Il est à noter que le SDAGE Artois-Picardie ne permet plus dorénavant d'ouvrir de nouvelles carrières dans le lit majeur de ces cours d'eau.

Par ailleurs, l'identité paysagère remarquable des vallées des Evoissons et de leurs affluents repose très largement sur les boisements naturels, les systèmes de rideaux sur les fortes pentes et les herbages enclos de haies, ainsi que sur les pré-vergers périphériques des villages et des hameaux.
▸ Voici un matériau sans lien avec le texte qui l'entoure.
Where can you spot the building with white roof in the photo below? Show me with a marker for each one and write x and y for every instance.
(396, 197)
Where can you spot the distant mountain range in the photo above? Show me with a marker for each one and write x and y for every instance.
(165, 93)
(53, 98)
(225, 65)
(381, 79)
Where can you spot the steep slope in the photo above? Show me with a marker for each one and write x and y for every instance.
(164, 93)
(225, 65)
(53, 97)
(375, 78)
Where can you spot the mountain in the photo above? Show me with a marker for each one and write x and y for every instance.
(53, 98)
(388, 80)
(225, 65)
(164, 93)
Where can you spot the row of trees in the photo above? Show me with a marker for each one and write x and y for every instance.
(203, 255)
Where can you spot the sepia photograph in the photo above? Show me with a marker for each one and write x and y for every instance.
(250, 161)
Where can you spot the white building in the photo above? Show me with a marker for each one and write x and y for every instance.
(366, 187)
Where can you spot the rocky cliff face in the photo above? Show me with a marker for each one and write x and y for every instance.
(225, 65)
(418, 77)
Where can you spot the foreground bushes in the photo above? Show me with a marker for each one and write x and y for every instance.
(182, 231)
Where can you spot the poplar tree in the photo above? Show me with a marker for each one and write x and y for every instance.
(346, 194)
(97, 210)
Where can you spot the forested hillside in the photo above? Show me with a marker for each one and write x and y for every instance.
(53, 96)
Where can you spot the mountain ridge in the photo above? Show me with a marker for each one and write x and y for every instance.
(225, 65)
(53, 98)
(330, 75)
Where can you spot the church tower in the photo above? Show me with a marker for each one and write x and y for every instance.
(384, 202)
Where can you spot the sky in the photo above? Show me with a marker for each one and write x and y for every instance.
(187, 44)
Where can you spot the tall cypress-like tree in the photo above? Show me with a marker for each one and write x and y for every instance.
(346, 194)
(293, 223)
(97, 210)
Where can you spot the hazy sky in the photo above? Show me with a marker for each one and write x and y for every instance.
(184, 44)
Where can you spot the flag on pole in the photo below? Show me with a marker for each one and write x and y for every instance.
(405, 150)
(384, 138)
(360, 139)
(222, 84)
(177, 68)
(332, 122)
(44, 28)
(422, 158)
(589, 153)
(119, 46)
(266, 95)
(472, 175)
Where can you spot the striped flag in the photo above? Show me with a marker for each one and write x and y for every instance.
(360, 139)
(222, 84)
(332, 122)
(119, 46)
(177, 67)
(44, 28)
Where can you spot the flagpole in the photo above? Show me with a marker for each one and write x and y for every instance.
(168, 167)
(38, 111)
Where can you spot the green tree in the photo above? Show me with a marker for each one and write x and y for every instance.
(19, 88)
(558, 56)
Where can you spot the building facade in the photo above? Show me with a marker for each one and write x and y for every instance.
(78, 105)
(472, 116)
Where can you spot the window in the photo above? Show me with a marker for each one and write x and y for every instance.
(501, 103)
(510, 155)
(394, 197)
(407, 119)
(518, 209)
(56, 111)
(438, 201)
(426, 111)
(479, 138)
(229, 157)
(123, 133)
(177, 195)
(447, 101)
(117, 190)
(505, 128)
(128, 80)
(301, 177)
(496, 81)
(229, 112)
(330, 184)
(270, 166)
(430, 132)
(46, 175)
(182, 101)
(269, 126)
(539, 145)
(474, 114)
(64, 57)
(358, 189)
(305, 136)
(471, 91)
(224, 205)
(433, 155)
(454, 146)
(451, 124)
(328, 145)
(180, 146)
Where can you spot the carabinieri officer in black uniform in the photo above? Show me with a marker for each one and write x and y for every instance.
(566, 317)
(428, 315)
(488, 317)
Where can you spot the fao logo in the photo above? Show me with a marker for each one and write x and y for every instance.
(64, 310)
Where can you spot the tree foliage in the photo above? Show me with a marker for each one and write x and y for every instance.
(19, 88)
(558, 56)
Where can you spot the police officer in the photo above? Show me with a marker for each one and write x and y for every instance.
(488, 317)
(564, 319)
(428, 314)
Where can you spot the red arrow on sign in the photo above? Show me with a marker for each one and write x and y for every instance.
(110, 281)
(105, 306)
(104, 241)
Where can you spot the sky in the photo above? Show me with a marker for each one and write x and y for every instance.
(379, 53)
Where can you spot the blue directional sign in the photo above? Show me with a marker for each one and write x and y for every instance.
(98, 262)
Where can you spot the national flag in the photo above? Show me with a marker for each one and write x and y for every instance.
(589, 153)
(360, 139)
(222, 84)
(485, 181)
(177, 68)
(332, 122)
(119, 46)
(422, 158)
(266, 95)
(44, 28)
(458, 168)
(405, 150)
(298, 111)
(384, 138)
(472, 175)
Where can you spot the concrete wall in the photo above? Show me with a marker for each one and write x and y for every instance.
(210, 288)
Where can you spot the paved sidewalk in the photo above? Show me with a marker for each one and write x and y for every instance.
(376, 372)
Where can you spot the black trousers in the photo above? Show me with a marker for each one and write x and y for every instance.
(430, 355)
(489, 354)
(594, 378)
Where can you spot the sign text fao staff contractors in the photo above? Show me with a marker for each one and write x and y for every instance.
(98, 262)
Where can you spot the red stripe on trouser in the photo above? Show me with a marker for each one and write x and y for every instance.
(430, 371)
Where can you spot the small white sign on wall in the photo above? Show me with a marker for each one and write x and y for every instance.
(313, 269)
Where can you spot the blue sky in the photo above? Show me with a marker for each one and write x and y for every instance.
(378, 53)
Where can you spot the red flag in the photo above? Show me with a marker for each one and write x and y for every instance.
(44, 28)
Ces milieux ont été façonnés par la sylviculture, l'élevage et l'agriculture depuis des siècles.

Le paysage traditionnel de cette partie du plateau picard gagnerait à être préservé en certains secteurs remarquables (notamment de la fermeture des paysages par les peupliers en lisière des villages) et valorisé au travers d'une agriculture plutôt herbagère sur les coteaux raides, qui, de plus, serait largement profitable à l'essor du tourisme rural.
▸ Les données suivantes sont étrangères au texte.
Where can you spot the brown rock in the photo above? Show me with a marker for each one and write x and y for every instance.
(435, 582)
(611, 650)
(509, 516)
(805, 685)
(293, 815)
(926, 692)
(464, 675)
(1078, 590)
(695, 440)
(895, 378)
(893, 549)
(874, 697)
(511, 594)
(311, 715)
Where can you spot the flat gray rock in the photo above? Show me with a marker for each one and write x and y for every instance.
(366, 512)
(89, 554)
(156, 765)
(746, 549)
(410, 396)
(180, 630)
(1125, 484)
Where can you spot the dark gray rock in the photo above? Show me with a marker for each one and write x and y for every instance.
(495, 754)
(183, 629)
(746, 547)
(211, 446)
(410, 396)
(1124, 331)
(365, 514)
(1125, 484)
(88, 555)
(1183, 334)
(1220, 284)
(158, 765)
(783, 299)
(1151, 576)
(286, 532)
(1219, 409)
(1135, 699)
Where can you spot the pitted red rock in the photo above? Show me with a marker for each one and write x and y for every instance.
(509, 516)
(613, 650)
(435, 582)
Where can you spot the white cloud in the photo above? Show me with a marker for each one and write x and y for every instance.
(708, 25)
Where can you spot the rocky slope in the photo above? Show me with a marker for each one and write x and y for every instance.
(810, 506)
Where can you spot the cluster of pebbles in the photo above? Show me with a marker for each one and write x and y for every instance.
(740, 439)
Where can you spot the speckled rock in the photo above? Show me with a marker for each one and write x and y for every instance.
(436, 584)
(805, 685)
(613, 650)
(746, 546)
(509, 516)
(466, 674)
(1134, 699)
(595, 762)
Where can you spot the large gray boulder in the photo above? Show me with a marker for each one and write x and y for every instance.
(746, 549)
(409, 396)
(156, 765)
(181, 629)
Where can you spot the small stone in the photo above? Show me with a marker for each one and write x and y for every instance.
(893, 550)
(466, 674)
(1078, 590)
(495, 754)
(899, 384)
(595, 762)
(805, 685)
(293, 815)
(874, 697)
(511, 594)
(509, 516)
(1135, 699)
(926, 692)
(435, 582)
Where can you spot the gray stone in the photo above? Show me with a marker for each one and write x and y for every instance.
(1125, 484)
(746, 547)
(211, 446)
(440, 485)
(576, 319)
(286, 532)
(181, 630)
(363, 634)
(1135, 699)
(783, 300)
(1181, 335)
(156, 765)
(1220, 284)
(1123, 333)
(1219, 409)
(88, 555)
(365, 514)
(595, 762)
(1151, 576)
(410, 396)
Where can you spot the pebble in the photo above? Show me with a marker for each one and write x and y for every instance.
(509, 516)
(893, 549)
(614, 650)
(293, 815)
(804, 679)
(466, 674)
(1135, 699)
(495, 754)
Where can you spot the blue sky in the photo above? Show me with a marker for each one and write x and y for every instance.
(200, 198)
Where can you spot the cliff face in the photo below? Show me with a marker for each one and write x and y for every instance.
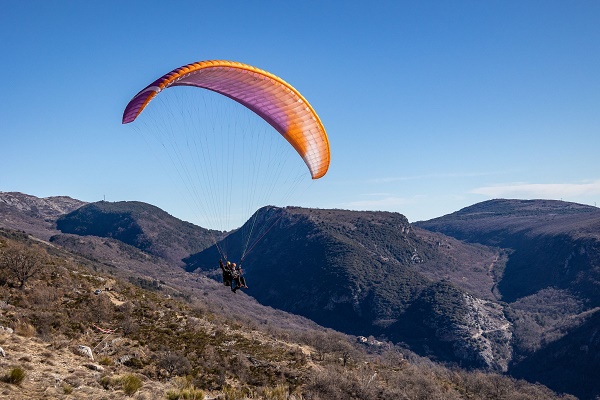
(371, 273)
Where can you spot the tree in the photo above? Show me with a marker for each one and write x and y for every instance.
(21, 262)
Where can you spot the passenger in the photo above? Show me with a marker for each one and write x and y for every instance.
(227, 273)
(238, 278)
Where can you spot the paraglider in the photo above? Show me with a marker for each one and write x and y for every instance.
(274, 101)
(269, 96)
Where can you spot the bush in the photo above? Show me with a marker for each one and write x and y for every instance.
(130, 384)
(190, 393)
(15, 376)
N.B. Les espèces dont le nom est suivi d'un astérisque sont légalement protégées.

Comments on the delimitation

Les contours de la zone intègrent les milieux les plus remarquables pour les paysages, les habitats, la flore et la faune.

Se dessine ainsi une entité du système "Vallée des Evoissons et de ses affluents", qui correspond à une portion du bassin-versant de l'hydrosystème, s'étirant peu ou prou depuis les talwegs jusqu'au niveau des convexités sommitales.

Les milieux de plateau, largement cultivés, ne sont pas compris.